Prior to the injury, Miller was coming off a season in which he repeated as Big Ten Offensive Player of the Year. He entered 2014 with 5,292 career passing yards, 3,054 rushing yards and 84 total touchdowns. But after J.T. Barrett and Cardale Jones helped lead the Buckeyes to a national title that season, Miller — who was granted an extra year of eligibility — spoke to head coach Urban Meyer in May 2015 about switching to H-back once he was fully healthy.
“I couldn’t throw over 45 yards,” Miller said, “but I was 100 percent.”
It was that switch that helped put Miller on the radar of NFL scouts. He totaled 601 yards from scrimmage and four touchdowns last season, showing off the same elusiveness and speed that made him a dangerous scrambler as a quarterback.
Miller credited some of his quarterback smarts with helping him transition to receiver. “Just knowing the fronts, the defense, the coverage, how to get open around defenders,” he said.
Miller said he worked out for 12 teams, but he knows he’s still far from being a complete receiver. He hopes to be even more versatile at the NFL level and prove he can handle an outside receiver role instead of playing just on in the inside as he did at Ohio State.
Yet, Miller knows what got him to this spot in the first place.
“I think my biggest strength is my hands. My hands are strong, I have good ball skills,” he said. “Being an athlete helped a lot, my strength and speed.”
Miller is in Chicago as part of Courtyard’s NFL Draft Town experience. Five of his teammates — defensive end Joey Bosa, running back Ezekiel Elliott, linebacker Darron Lee, offensive tackle Taylor Decker and cornerback Eli Apple — also are in Chicago, but they’ll be in the green room at Auditorium Theatre waiting for commissioner Roger Goodell to call their name Thursday night.
Miller said he hoped to hang out with those guys, but it’ll be tough to get them all together in one spot. “Everybody’s getting pulled different ways,” he said.

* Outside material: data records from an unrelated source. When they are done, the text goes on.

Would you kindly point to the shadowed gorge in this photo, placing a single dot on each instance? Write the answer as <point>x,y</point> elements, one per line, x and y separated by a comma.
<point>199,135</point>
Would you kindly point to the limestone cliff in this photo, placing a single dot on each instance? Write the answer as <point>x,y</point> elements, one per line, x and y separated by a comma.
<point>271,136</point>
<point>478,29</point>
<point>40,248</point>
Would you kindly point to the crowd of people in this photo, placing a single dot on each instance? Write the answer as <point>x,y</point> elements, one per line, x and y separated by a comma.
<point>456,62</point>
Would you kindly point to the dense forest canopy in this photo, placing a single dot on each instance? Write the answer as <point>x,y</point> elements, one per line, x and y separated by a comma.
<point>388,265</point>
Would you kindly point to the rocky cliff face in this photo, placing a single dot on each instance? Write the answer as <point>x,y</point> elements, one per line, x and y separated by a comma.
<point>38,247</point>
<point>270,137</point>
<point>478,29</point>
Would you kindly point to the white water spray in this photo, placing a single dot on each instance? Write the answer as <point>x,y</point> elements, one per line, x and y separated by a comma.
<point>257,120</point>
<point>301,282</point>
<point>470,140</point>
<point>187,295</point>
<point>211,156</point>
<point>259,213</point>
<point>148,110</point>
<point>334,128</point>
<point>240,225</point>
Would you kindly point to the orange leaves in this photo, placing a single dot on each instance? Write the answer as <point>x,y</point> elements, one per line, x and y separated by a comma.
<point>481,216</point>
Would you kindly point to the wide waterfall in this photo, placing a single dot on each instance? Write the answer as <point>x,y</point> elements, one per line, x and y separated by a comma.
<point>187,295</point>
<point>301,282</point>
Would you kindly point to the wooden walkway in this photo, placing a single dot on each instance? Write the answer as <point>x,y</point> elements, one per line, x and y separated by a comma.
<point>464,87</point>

Miller is one of 21 Ohio State players in this draft, and more than half of them — including Miller — could know their new team within the first 50 picks. They’ve all pushed each other during the lead-up to the draft, demonstrating the Buckeyes’ overall strength these past few years. That camaraderie was evident during a recent “SportsCenter” appearance by Elliott. The likely top-10 pick made his own mock draft in which he had his teammates going in each of the first nine picks (and even then, he only stopped at nine because the monitor ran out of Ohio State players).
Miller followed suit Wednesday when asked which Buckeye he thought would be drafted highest. “We’re all dominant, we all wish we can go as high as possible,” he said. “I think we’re all on the same level. There are different teams that need different needs.”
In the meantime, Miller is hoping to make his own dream become a reality. Nearly a year after the biggest decision of his life, Miller sounded relaxed as he prepared for the biggest weekend of his life.
Said Miller: “Everything’s on the up-and-up.”